However, Marx gradually became disillusioned with Darwin. By June 1862 he wrote to Engels:

I’m amused that Darwin, at whom I’ve been taking another look, should say that he also applies the ‘Malthusian’ theory to plants and animals, as though in Mr Malthus’s case the whole thing didn’t lie in its not being applied to plants and animals, but only — with its geometric progression — to humans as against plants and animals. It is remarkable how Darwin rediscovers, among the beasts and plants, the society of England with its division of labour, competition, opening up of new markets, ‘inventions’ and Malthusian ‘struggle for existence’. It is Hobbes’ bellum omnium contra omnes and is reminiscent of Hegel’s Phenomenology, in which civil society figures as an ‘intellectual animal kingdom’, whereas, in Darwin, the animal kingdom figures as civil society.[3]

By 1866, Marx had come to the conclusion that Darwin had been superseded by Pierre Trémaux, a French orientalist and architect with a lot ethnographic studies to his credit. Marx now wrote:

A very important work which I shall send on to you (but on condition that you send it back, as it is not my property) as soon as I have made the necessary notes, is: ‘P. Trémaux, Origine et Transformations de l’Homme et des autres Êtres, Paris 1865. In spite of all the shortcomings that I have noted, it represents a very significant advance over Darwin. …In its historical and political applications far more significant and pregnant than Darwin. For certain questions, such as nationality, etc., only here has a basis in nature been found. E.g., he corrects the Pole Duchinski, whose version of the geological differences between Russia and the Western Slav lands he does incidentally confirm, by saying not that the Russians are Tartars rather than Slavs, etc., as the latter believes, but that on the surface-formation predominant in Russia the Slav has been Tartarised and Mongolised; likewise (he spent a long time in Africa) he shows that the common negro type is only a degeneration of a far higher one.[4]

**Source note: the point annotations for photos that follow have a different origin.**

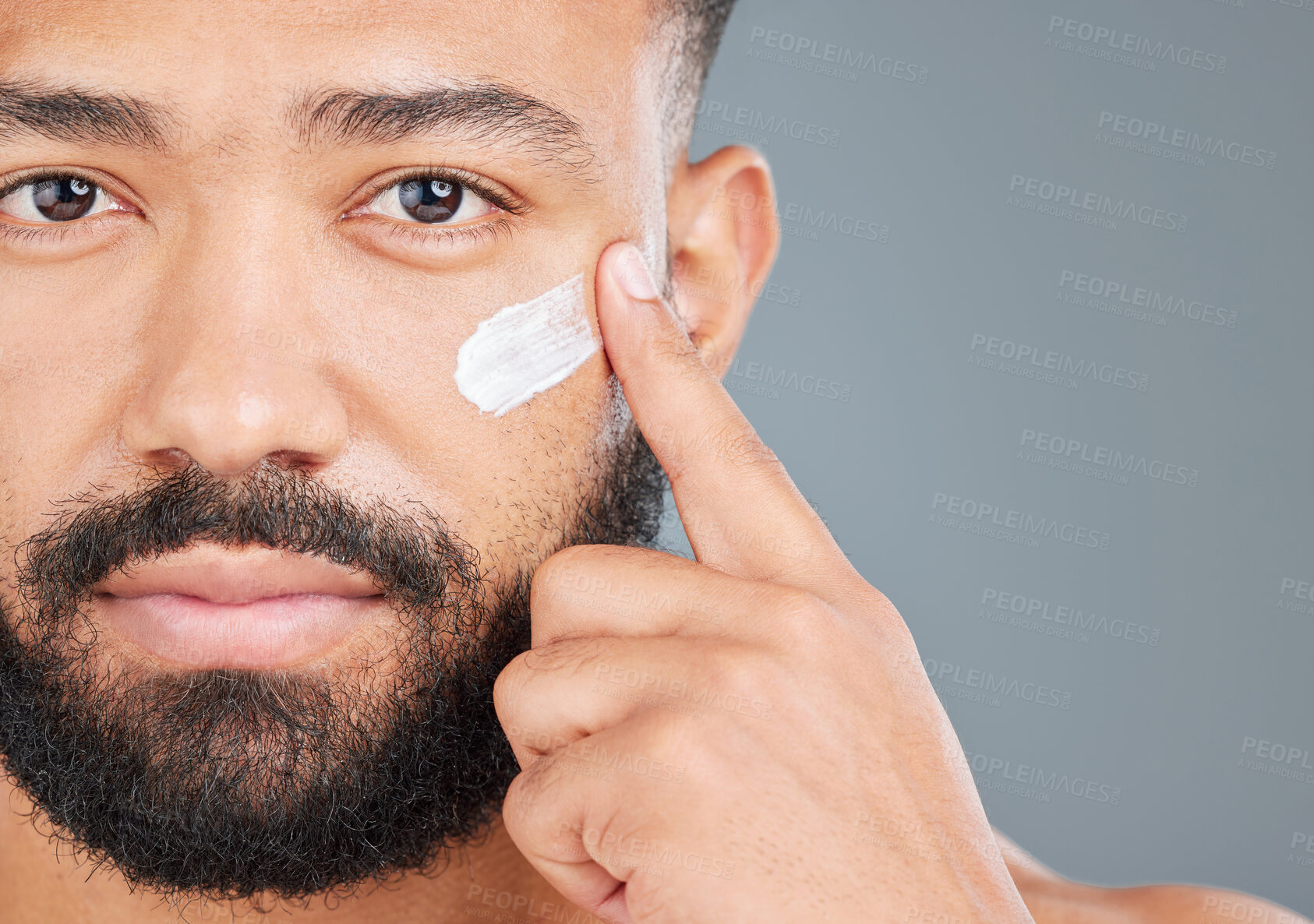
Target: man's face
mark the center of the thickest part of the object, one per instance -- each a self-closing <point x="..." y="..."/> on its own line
<point x="242" y="338"/>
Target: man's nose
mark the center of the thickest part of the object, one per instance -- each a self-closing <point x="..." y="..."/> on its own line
<point x="235" y="361"/>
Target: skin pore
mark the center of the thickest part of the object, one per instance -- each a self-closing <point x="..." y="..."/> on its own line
<point x="254" y="296"/>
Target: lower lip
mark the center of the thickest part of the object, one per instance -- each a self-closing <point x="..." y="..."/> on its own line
<point x="272" y="633"/>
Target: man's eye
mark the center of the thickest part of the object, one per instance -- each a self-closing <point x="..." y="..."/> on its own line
<point x="430" y="200"/>
<point x="55" y="199"/>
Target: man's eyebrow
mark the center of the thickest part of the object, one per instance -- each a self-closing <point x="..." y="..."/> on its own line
<point x="79" y="116"/>
<point x="488" y="113"/>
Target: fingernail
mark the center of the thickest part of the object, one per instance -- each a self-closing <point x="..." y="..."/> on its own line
<point x="631" y="273"/>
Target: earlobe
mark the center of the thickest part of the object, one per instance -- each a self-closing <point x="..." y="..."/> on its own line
<point x="724" y="235"/>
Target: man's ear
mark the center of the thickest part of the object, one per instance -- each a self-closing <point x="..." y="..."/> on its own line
<point x="724" y="235"/>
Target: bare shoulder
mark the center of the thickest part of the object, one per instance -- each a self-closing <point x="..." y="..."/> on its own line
<point x="1051" y="899"/>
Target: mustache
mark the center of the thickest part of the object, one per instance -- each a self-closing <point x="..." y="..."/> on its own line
<point x="413" y="556"/>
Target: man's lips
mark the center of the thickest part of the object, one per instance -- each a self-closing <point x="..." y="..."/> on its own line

What we see here in the initial rumblings of Marx against Darwin is not the result of a personal shortcoming of understanding exhibited by Marx – it shall become an abiding basic nature of Marxism. Like any closed theological system, Marxism wants science to be a hand maiden of theory – ‘the Theory’. It has specific preferences towards and bias against different hypotheses, not based on observed facts but based on the proximity of a hypothesis to ‘Theory’. A scientific theory aligned with the Marxist worldview should be promoted and that which is perceived as going against the Marxist creed should be opposed, and where Marxists have state power should be suppressed. This is what happened to Science in one of the darkest histories of persecution against science – not in the medieval dark ages, but in the twentieth century and with much more efficiency than any of the Church-run inquisitions.

Owing to the over-arching nature of the ‘Theory’ which sought to incorporate physical science with Marxism, Marxist theoreticians, starting from Engels, have had an abiding interest in the advancements of physical sciences. This, in itself, is neither good nor bad. But the problem is that what Marxists have is a closed system of dialectical materialism and they want the nature to fall in line with their ‘Theory’.

By 1905, Marxism had become a fashionable ‘ism’ among an influential section of Western socialists and some Russian political exiles, and Marx and Engels were already safely dead (and therefore immortal). It was against this backdrop that a paradigm shift had been brewing in physics for more than a decade occurred. In the words of Helge Kragh, historian of science:

The new physics that arose in the early years of the twentieth century was not a revolt against a petrified Newtonian worldview, something analogous to the revolt of Galileo against Aristotelianism. By 1905, the mechanical worldview had been under attack for more than a decade, and for this reason alone, there never was much of a clash between Einstein and Newton.[5]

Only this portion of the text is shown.